On 01  Oct 2012, at 17:33 , Curtis Villamizar wrote:
>>> I prefer if A and B, then C.
>> 
>> I understand you have a personal preference.
>> 
>> A set of people on this list have indicated that
>> particular preference is strongly undesirable.
> 
> I agree that it is *very* undesirable.  It does work.  I've tried it.

It does not *generally* work.  

If it works for you, that says more about what kind of 
equipment you are connecting -- and the capabilities 
of that equipment (e.g.
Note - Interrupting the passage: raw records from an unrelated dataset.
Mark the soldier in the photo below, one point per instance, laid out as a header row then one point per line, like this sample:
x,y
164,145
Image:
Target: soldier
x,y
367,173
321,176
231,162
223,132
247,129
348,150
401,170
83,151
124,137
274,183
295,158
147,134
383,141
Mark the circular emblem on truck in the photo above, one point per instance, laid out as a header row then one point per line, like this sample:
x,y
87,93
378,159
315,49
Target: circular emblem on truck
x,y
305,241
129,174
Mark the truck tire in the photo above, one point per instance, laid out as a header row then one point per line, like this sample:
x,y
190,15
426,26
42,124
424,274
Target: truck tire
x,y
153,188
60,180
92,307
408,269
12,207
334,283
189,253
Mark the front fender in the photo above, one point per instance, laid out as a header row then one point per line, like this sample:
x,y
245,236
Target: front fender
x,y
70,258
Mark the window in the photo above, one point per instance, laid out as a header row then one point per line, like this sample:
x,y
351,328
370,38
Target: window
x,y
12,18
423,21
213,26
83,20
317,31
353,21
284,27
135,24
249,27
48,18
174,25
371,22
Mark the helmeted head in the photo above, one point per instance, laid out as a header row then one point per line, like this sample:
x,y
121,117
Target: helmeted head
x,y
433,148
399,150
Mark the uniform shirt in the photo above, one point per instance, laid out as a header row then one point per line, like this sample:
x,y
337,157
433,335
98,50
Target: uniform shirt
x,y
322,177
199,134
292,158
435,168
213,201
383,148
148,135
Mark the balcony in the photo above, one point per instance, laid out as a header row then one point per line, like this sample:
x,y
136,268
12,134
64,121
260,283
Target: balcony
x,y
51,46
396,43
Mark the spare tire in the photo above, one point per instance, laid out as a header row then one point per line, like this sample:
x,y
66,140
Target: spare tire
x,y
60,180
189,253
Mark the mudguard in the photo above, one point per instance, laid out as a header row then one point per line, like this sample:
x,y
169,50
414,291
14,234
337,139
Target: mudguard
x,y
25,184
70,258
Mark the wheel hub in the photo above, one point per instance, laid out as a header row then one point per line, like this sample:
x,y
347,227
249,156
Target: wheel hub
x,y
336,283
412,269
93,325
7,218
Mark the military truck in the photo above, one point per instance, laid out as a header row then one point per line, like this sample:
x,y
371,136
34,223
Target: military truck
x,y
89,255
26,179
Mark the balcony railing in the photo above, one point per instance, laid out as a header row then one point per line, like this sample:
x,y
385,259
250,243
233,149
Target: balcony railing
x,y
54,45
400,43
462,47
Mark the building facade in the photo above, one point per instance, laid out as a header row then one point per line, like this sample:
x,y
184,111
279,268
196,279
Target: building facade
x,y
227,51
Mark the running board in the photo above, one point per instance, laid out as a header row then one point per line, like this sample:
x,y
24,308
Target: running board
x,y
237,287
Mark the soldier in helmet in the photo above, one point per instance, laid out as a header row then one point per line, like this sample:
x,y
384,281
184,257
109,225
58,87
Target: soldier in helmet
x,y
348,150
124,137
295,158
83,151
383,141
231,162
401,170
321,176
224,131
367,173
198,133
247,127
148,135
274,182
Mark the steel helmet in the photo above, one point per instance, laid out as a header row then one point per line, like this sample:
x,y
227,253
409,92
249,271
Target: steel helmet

DHCPv6) than anything else.

Particularly, DHCPv6 does not work with some widely 
deployed consumer electronics gear -- gear that 
only supports SLAAC.

>> However, disallowing SLAAC is NOT the ONLY conceivable 
>> approach.  One ought to try to think of other options
>> (each of which probably has different tradeoffs).
> 
> AFAIK SLAAC requires a /64 prefix.  

Yes.

> Or are you suggesting changing it?

No.

> If A and B, then C is a possibility.

One of several different possibilities.
That one is particularly ugly because it means
that some devices won't be able to connect 
to the network *at all*.

Most consumers expect ALL of their devices to be
able to connect with and use their home network.
Anything less generally is viewed as not satisfactory.

> Another option is to use a tunnel rather than
> the ISP native IPv6 if the ISP won't allocate
> prefixes other than /64.

Yes.
Other options also exist.

> It may be the homenet can say that in order for things to work
> in the home certain things are required of the ISP or highly
> desirable (DHCPv6 prefix allocation, DNS and rDNS delegation
> and secondary, at least /60 on request and preferably without
> additional charge, etc).

That sounds sensible to me -- and HIGHLY preferable
to having HomeNet encourage ISPs to delegate /64s 
(or even longer prefixes) by standardising kludges
that work only for special cases -- or only for 
equipment with features not universally available 
now/soon.

> btw- if DHCP is not used, then dynamic DNS
> has to get populated directly from the host

This likely is true EVEN IF one has DHCPv6 in use.

Running DHCPv6 does NOT automatically mean that the
DNS gets populated correctly.  Some DHCPv6 servers
might have this capability, but other DHCPv6 servers
definitely do not do this.


(new topic)

You seem to have a very particular brand/make/model of
equipment in mind when you write about deployments.

IMHO, HomeNet needs to work *in the general case*, 
without limiting its workability to Brand X, Model Y 
equipment running software version Z.